Fue en el siglo XIV, durante la Edad Media, cuando la doctrina política dominante de la monarquía hereditaria como la mejor forma de gobierno sustentada en la voluntad de Dios según las Sagradas Escrituras, fue desafiada por Marsilio de Padua (1275-1343), con la idea contraria: el único fundamento del poder era el consentimiento del pueblo y sólo del pueblo.
En 1326 Marsilio publica su Defensor Pacis (El Defensor de la Paz) que cuestiona a fondo la doctrina de la legitimación divina, que habían defendido los padres de la iglesia, San Agustín, Santo Tomás de Aquino y el poeta Dante Aligheri, y sostiene que: “todo gobierno, o es conforme a la voluntad de los súbditos, o es sin su voluntad. El primero es el género de los gobiernos bien temperados, el segundo el de los viciosos”.
Las democracias modernas consignaron el principio de la soberanía popular que cuatro siglos después de Marsilio desarrolló Rousseau con su Contrato Social, en sus respectivas constituciones. Diversos regímenes han encontrado en la voluntad del pueblo, la única forma legítima de permanecer en el poder.
La historia contemporánea lo demuestra: Franklin D. Roosevelt estuvo 12 años como presidente de los EUA debido a su triunfo en sucesivas elecciones entre 1933 y 1945 hasta su muerte.

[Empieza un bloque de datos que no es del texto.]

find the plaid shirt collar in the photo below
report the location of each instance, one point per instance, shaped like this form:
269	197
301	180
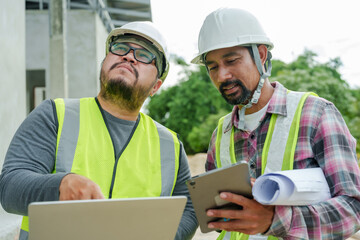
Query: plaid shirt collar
277	105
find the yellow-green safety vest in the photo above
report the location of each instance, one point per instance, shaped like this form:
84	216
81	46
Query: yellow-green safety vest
278	152
84	147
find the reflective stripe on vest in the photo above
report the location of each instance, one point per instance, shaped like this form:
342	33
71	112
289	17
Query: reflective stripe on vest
146	165
278	152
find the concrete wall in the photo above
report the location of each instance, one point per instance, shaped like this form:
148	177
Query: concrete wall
85	49
12	90
12	69
86	41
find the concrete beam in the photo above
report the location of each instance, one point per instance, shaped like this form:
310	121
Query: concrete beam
58	82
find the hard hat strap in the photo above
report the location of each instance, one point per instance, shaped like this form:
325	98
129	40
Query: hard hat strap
256	96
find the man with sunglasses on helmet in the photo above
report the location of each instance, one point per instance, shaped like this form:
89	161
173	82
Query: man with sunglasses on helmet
102	147
274	129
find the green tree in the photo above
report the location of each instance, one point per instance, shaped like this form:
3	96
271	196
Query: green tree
306	74
193	107
186	106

Tony Blair se conservó 10 años como primer ministro en Gran Bretaña entre 1997 y 2007 con tres triunfos en elecciones sucesivas en 1997, 2001 y 2005. Ángela Merkel se preservó como canciller de Alemania por 16 años entre 2005 y 2021 triunfando en elecciones sucesivas en 2009, 2013 y 2017.
El común denominador de estos tres auténticos demócratas, es que lograron la voluntad del pueblo como lo señaló Marsilio, para refrendar su mandato.

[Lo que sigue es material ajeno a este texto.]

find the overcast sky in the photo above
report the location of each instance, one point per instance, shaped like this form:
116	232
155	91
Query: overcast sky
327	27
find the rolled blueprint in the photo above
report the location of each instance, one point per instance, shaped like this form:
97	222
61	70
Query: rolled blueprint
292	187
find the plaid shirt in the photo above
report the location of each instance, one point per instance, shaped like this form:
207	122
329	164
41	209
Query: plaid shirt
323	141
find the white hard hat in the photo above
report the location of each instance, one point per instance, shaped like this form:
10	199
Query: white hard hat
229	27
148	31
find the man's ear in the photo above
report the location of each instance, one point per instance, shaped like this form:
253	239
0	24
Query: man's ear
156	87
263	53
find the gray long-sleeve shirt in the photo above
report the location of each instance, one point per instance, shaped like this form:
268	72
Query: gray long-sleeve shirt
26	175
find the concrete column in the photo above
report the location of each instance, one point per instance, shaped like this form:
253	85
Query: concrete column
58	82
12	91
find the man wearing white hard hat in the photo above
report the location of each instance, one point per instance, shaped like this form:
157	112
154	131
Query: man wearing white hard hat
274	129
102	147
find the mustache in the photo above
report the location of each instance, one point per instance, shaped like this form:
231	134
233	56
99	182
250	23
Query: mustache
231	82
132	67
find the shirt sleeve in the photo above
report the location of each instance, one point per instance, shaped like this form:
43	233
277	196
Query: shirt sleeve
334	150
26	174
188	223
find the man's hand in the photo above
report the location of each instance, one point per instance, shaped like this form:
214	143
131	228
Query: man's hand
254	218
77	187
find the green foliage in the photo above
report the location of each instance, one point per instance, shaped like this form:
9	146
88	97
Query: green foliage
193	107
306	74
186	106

En el polo opuesto Adolfo Hitler, Benito Mussolini y Donald Trump, buscaron extender su poder por la vía de la imposición. El primero pretendía abarcar 1000 años del Tercer Reich. Sólo duró 12 (1933-1945) suficientes para desatar la 2a Guerra Mundial con un costo de 50 millones de vidas humanas y se suicidó. Al segundo lo lincharon y Trump provocó muerte y daños en el Capitolio cuando encarriló a una turba de seguidores el 6 de enero del 2021 para interrumpir el proceso del Colegio Electoral y evitar el triunfo de Biden. La imposición siempre concluye en violencia.
Existen por lo tanto dos formas de expandir la permanencia de un régimen en el poder: la vía democrática electoral con el consentimiento del pueblo, y la vía autocrática de la imposición violenta, sin la voluntad popular.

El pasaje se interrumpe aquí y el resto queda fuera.